The United Nations says that in spite of advances, discrimination against women persists in law and in practice.

“The effective implementation and enforcement of these laws remains an issue. Many women suffer numerous forms of discrimination and limited access to rights, resources and opportunities,” it notes.

A draft resolution adopted Monday by the CSW calls on the U.N. system, international and regional organisations, as well as all women and men, “to fully commit themselves and to intensify their contributions to the implementation” of the Beijing Platform for Action.

Aminata Toure, chief of the Gender, Human Rights and Culture Branch of the U.N. Population Fund (UNFPA), told IPS that by adopting the resolution, the international community has unanimously reaffirmed that women’s rights are central to human advancement.

The CSW declaration, she pointed out, “should be followed by concrete actions, including sufficient fundings for gender equality programmes, enactment, implementation of gender equality laws and affirmative actions to achieve equality between men and women in both the private and public spheres.”

Meanwhile, in a statement released Monday, HRW said the Saudi government needs to free Sawsan Salim and keep its promise to end its discriminatory system of justice.

In June 2009, during a review of the country’s human rights record, Saudi Arabia accepted a recommendation by the Geneva-based U.N. Human Rights Council to abolish the legal guardianship system.

However, said HRW, the government has taken no steps to carry out its promise.

Khalife told IPS that one topic on which Human Rights Watch has done extensive research is the issue of live-in domestic workers in Saudi Arabia.

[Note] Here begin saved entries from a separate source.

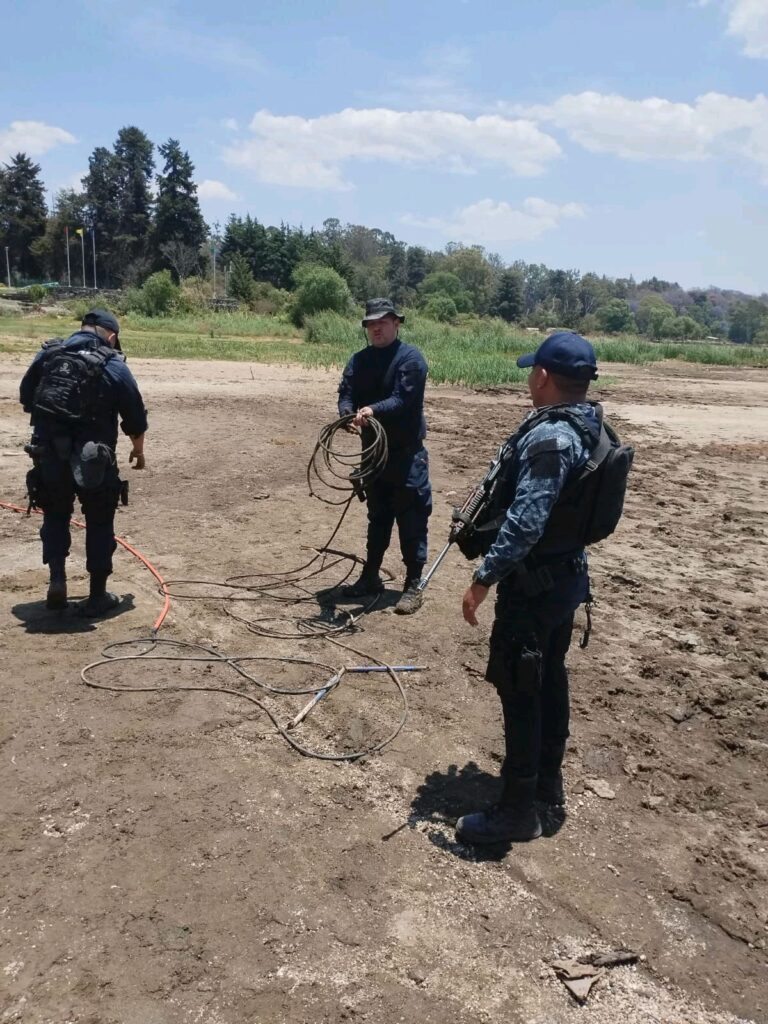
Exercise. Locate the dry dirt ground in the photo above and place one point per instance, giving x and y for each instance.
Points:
(169, 858)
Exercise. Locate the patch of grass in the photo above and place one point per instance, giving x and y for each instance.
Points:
(478, 353)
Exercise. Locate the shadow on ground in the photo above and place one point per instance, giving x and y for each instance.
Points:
(37, 619)
(444, 797)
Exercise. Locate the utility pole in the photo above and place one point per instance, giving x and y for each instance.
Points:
(93, 244)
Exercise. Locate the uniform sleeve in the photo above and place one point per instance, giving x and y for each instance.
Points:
(408, 388)
(346, 403)
(546, 460)
(29, 384)
(129, 401)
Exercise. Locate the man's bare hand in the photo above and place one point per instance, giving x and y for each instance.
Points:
(473, 598)
(363, 415)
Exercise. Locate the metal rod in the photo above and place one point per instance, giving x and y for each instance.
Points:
(332, 683)
(386, 668)
(422, 585)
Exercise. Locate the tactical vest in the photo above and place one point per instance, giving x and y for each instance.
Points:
(71, 386)
(591, 502)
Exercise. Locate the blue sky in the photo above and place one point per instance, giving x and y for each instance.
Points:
(608, 136)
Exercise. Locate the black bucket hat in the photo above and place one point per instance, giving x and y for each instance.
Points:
(378, 309)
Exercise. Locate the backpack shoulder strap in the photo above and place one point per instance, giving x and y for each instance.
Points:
(388, 381)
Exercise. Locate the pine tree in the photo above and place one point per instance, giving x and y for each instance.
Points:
(241, 283)
(133, 154)
(178, 221)
(416, 266)
(23, 214)
(397, 275)
(508, 300)
(69, 212)
(102, 211)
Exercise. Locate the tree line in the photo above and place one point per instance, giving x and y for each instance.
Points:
(146, 218)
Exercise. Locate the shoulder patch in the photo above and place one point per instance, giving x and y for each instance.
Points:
(546, 444)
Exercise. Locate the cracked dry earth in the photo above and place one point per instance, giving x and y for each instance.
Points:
(169, 858)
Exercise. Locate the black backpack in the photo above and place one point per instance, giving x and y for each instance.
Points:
(590, 504)
(71, 387)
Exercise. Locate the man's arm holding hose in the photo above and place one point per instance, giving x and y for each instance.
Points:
(545, 463)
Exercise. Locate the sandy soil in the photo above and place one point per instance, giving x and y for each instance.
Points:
(169, 858)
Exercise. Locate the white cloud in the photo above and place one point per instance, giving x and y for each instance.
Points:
(487, 222)
(749, 19)
(32, 137)
(715, 125)
(211, 189)
(310, 153)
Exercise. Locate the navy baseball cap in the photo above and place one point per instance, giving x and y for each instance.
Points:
(566, 353)
(378, 308)
(102, 317)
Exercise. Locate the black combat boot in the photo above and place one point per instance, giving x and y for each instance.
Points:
(56, 597)
(370, 583)
(99, 599)
(513, 819)
(550, 788)
(412, 598)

She said Saudi Arabia is host to more than 1.5 million women migrant domestic workers from countries such as Indonesia, Sri Lanka, Ethiopia, and the Philippines.

“Our research has found that the strong restrictions on these women’s freedom of movement, while a problem in many countries, are particularly pronounced in Saudi Arabia,” she said.

She said these domestic workers are often confined to their employer’s house and their isolation in these private homes makes them at risk of physical and sexual abuse.

Saudi Arabia’s government has been extremely poor in its response to such cases.

For example, in one case the charges were dropped despite the fact that the employer had confessed to beating a domestic worker severely – she required some of her fingers and toes to be amputated – and where the authorities had extensive physical evidence.

“Domestic workers who suffer abuse have a hard time getting their employers prosecuted, and instead may face counter allegations of adultery, witchcraft, and theft,” Khalife added.

Asked what role international institutions can play to help rectify these abuses, she said the United Nations can hold governments accountable for not fulfilling their international obligations.

Most countries in the Middle East have signed on the Convention on the Elimination of All Forms of Discrimination Against Women (CEDAW), but unfortunately most have placed reservations rendering some of the core provisions in the Convention obsolete, she added.

The International Labour Organisation (ILO) is currently considering a new treaty on domestic work, and creating strong protections in this treaty would be extremely useful for countries to bring their national laws in line with international standards.

The ILO should also provide technical advice to governments to make important labour and immigration reforms on the issue of migrant labour.

The U.N. Office on Drugs and Crime (UNODC) does a lot of anti-trafficking work and should make more explicit connections between the types of discrimination taking place in labour laws and immigration regulations and the risk of trafficking into forced labour, she declared.